During her time as co-vice president of SNMA at Pritzker, Oppong developed opportunities for Black medical students to connect with Black residents and attending physicians within UChicago Medicine. She also mentored high school students from Chicago’s South and West sides as part of the Health Professions Recruitment and Exposure Program (HPREP), which aims to expose students to careers in medicine who might not otherwise have the opportunity.

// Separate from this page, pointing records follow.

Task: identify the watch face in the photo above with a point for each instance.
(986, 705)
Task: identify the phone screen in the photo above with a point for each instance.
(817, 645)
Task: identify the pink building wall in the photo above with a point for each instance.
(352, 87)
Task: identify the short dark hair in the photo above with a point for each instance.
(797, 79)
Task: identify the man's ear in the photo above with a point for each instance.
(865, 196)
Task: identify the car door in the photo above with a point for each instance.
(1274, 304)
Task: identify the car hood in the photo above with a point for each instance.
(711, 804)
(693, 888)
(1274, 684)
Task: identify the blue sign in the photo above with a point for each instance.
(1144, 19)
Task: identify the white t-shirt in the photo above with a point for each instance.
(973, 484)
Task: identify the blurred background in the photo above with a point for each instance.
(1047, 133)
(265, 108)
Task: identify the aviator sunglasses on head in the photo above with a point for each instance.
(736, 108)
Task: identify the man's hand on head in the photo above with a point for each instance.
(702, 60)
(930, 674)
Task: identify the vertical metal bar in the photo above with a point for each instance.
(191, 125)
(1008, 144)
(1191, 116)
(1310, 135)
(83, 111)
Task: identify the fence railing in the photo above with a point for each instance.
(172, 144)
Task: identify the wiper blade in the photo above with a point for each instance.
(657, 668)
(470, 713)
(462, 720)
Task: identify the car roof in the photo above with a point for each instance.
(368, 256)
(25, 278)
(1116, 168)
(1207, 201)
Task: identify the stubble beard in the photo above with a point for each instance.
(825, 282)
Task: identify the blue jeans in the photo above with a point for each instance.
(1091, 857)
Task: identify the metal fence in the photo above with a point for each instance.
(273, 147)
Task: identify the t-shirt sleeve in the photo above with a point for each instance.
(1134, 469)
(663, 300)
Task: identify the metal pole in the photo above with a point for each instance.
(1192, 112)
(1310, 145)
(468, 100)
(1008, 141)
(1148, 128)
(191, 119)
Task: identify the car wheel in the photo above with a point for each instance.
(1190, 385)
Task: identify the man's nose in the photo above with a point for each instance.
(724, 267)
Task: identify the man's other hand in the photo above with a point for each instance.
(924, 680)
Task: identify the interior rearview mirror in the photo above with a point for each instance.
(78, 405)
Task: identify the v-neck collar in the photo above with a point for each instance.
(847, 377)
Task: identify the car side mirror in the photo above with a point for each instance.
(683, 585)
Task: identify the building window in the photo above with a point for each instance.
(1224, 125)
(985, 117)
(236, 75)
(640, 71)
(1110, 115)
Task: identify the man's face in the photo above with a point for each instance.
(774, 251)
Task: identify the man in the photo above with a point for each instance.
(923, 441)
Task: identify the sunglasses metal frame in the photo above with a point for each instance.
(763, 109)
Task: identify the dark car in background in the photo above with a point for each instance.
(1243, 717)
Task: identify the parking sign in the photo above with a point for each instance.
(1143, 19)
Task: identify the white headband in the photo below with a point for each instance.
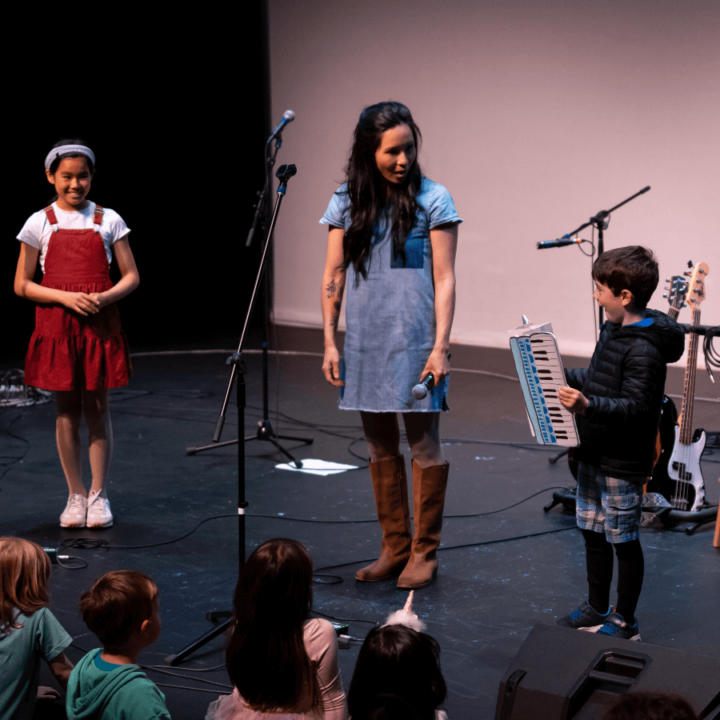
(64, 150)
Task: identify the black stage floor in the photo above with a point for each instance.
(489, 592)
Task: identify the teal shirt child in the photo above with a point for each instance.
(40, 637)
(99, 690)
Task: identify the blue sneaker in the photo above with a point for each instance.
(585, 618)
(616, 627)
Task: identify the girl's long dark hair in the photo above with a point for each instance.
(266, 657)
(400, 661)
(365, 189)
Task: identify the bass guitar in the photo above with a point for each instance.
(688, 491)
(676, 294)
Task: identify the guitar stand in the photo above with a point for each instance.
(566, 497)
(698, 518)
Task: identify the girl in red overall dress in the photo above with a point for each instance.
(78, 348)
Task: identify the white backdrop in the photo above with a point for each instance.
(535, 115)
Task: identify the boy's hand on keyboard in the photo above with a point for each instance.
(573, 400)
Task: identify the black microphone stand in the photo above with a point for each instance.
(284, 173)
(600, 221)
(265, 430)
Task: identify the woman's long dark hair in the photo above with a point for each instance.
(397, 660)
(266, 657)
(365, 189)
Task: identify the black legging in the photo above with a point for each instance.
(631, 569)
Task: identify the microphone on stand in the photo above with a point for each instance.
(288, 116)
(425, 386)
(562, 242)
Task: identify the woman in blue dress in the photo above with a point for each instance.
(392, 241)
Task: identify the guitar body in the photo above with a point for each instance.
(661, 482)
(688, 491)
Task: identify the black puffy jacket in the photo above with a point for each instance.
(625, 384)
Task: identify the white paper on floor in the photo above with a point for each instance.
(317, 467)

A member of Pritzker’s Identity & Inclusion (i2i) Committee, Oppong also worked on a committee to develop a bias reporting system to bring attention to incidences of racism and bias across the medical school and medical center.

Asom has been a prominent voting and election engagement advocate during her time at Pritzker. Ahead of the 2020 elections, she coordinated the non-partisan “Pritzker Votes” initiative aimed at getting 100% turnout among registered medical student voters. She successfully advocated for clinical students to get time off to vote during the early voting period and encouraged students to work at polling centers on election day across the South Side of Chicago. Asom had a letter to the editor titled "I Can't Breathe," sharing the perspectives of a Black trainee during the COVID-19 pandemic, published in Academic Medicine in June 2021.

A former co-chair of HPREP, Sain in 2019 helped organize one of the program’s most successful iterations of the past 15 years and helped develop a long term vision for the program. He is also a former SNMA chapter president, and during his tenure he helped plan a lecture on Black maternal and fetal morbidity and mortality in conjunction with the Harris School of Public Policy’s Black Action in Public Policy Studies group. Sain is also a former executive board member of the Washington Park Free Clinic, which serves uninsured and underinsured children on the South Side of Chicago.